Dmytro Razumkov began to play his political game while still as the speaker of the Rada: criticism of Zelensky's decisions, as well as suspicious "disappearances" during the adoption of especially scandalous bills (on the land market and on oligarchs) dotted the i - the course of the "greens" is no longer was the course of Razumkov.
For many, such political attacks against the authorities became a reason to believe that Razumkov's goal was the presidency. They say that the politician who has never imagined himself in the president's place is bad. According to polls, he is the second person after Zelensky in terms of the level of public confidence - this figure is 29%. But does this mean that Razumkov actually has a chance to take the presidency? Not really.
Over the years of independence, not a single speaker of parliament has been able to get the highest post in Ukraine. And too "correct" political strategist Razumkov will not be an exception.
An optimistic option for his ambitions is possible only if the politician starts acting now, in the wake of his resignation. Otherwise, Razumkov risks becoming the second Andriy Sadovy (before the calendar elections, everyone will simply forget about him as a presidential candidate). That is, early presidential elections are in favor of Dmytro. But the competition is too high.
Among the candidates who could rebuff the incumbent president in the elections are Yuriy Boyko, Petro Poroshenko. For them, among those who decided to go to the polls, 12% of respondents are ready to vote, and 11% are for Yulia Tymoshenko.
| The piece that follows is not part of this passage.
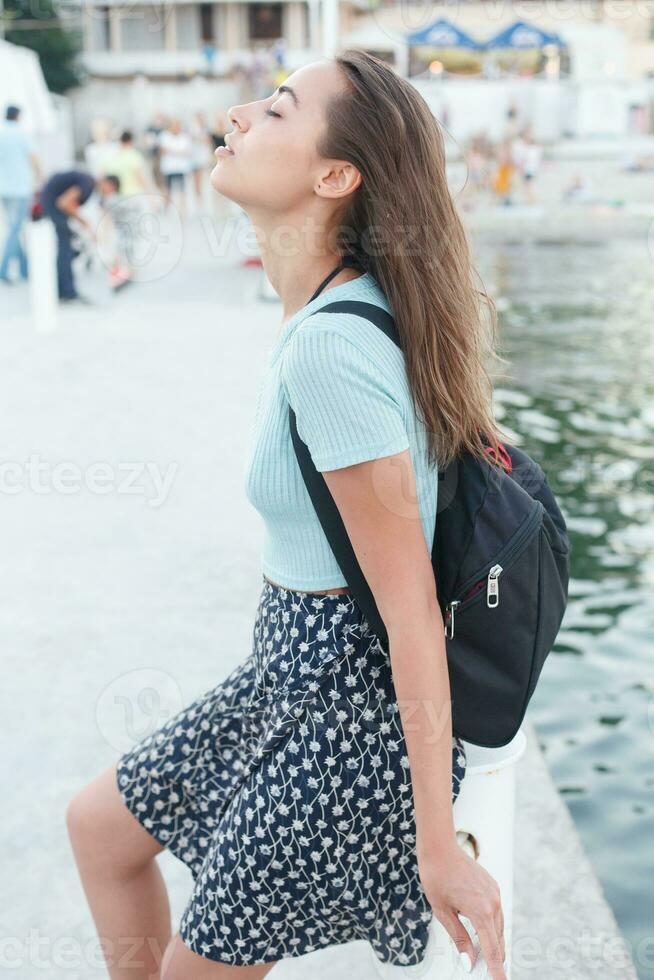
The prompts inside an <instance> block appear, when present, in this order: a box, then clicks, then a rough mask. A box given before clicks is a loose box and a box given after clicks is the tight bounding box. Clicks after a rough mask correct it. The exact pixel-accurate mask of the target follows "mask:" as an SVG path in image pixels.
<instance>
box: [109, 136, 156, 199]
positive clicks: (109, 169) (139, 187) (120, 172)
mask: <svg viewBox="0 0 654 980" xmlns="http://www.w3.org/2000/svg"><path fill="white" fill-rule="evenodd" d="M106 174H115V175H116V176H117V177H118V179H119V180H120V193H121V195H122V196H123V197H125V198H128V197H135V196H136V195H137V194H144V193H147V191H148V190H150V189H151V186H152V185H151V182H150V179H149V176H148V172H147V167H146V163H145V157H144V156H143V154H142V153H141V151H140V150H137V149H136V147H135V146H134V136H133V135H132V133H131V131H130V130H129V129H125V130H124V131H123V132H122V133H121V134H120V141H119V143H118V145H117V148H116V149H115V150H114V152H113V153H111V154H109V155H108V156H107V157H105V159H104V161H103V167H102V173H101V174H98V175H97V176H104V175H106Z"/></svg>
Against their background, Razumkov's candidacy looks simply ridiculous - the ex-speaker is almost at the end of the list. Only 3% of voters are willing to vote for him. And according to polls, 33% of Ukrainians do not know Razumkov.
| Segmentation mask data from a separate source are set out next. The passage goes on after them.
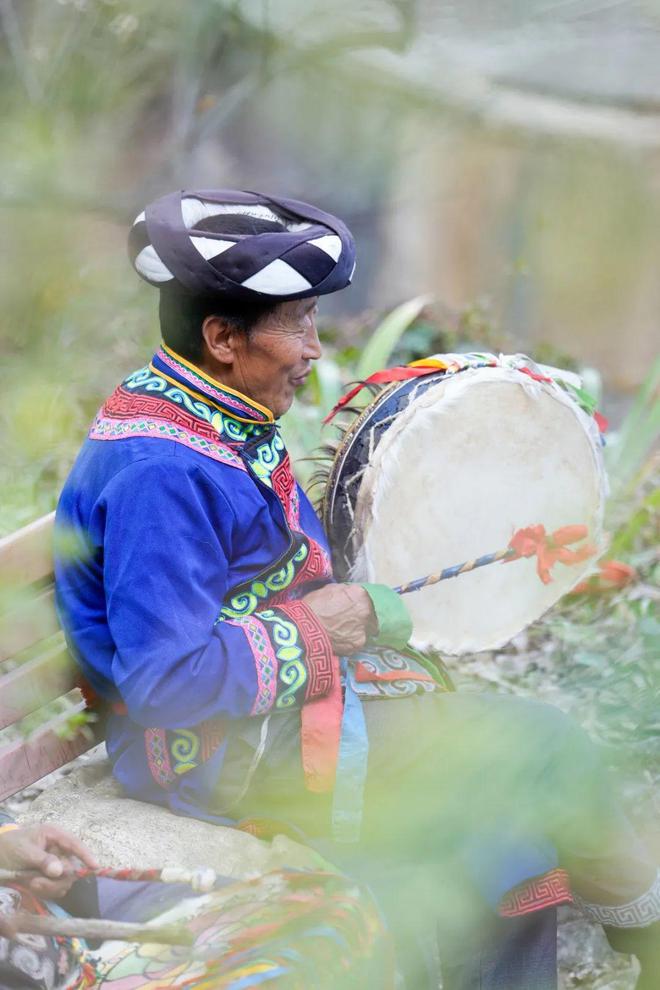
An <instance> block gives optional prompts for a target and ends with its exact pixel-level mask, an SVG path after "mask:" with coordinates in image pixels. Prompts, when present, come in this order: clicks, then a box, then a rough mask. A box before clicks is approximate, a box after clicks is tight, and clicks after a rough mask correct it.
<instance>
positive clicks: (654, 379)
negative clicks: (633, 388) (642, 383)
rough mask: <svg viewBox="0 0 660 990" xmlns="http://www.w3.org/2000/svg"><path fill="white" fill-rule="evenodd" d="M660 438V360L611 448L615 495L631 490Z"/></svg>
mask: <svg viewBox="0 0 660 990" xmlns="http://www.w3.org/2000/svg"><path fill="white" fill-rule="evenodd" d="M659 437H660V357H658V358H656V360H655V362H654V364H653V365H652V367H651V370H650V371H649V374H648V375H647V377H646V379H645V381H644V384H643V385H642V387H641V389H640V390H639V392H638V393H637V395H636V396H635V400H634V402H633V405H632V407H631V409H630V411H629V413H628V415H627V416H626V420H625V423H624V424H623V426H622V428H621V429H620V430H619V431H618V433H617V434H616V435H615V437H614V438H613V442H612V443H610V445H609V447H608V448H607V451H606V461H607V467H608V471H609V474H610V479H611V481H612V491H613V494H614V495H619V494H625V493H626V492H629V491H630V490H631V487H632V486H634V484H635V482H636V480H637V476H638V475H639V472H640V471H641V470H642V469H643V467H644V465H645V464H646V463H647V461H648V457H649V453H650V452H651V450H652V449H653V448H654V447H655V446H656V445H657V443H658V438H659Z"/></svg>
Moreover, Razumkov has neither a team, nor financial support, nor platforms for broadcasting for a political game. The ex-speaker needs funds to increase his influence (one cannot do without large business-political groups). It is unlikely that Akhmetov will help him with this: the oligarch will not go into open confrontation with Zelensky. It's hard to argue with someone who has government leverage.
It is not known whether someone else will want to "take on" Razumkov as an antithesis to the current guarantor if the candidate does not take the initiative and attack his main opponent.
In the information space, of course, there are also theses that it is possible to unite Volodymyr Groisman, Dmytro Razumkov, Volodymyr Klitschko. But such tandems do not always produce a good political product. And most importantly, none of these possible candidates for the presidency will want to become second and third for the first.
Maybe then Razumkov has a chance to hold his political force in the Rada in early parliamentary elections?
After losing the chair of the speaker of Rada, Razumkov may try to play his game and gather Zelensky's oppositionists around him. There is a chance to split off a certain part of the "green" electorate. But predicting the future of an undertaking is not difficult.
Several years ago, another speaker from among the speakers, Groisman, tried to follow this path. Then, during the early parliamentary elections, none of the candidates of his party in the Rada passed. What about today? About his party, as well as about himself, once a promising Groisman, little is heard.
Alas, the experience of working as a speaker may remain the most significant line in Razumkov's resume. He runs the risk of being another "shot down pilot" and dissolving among the rest of the Rada deputies.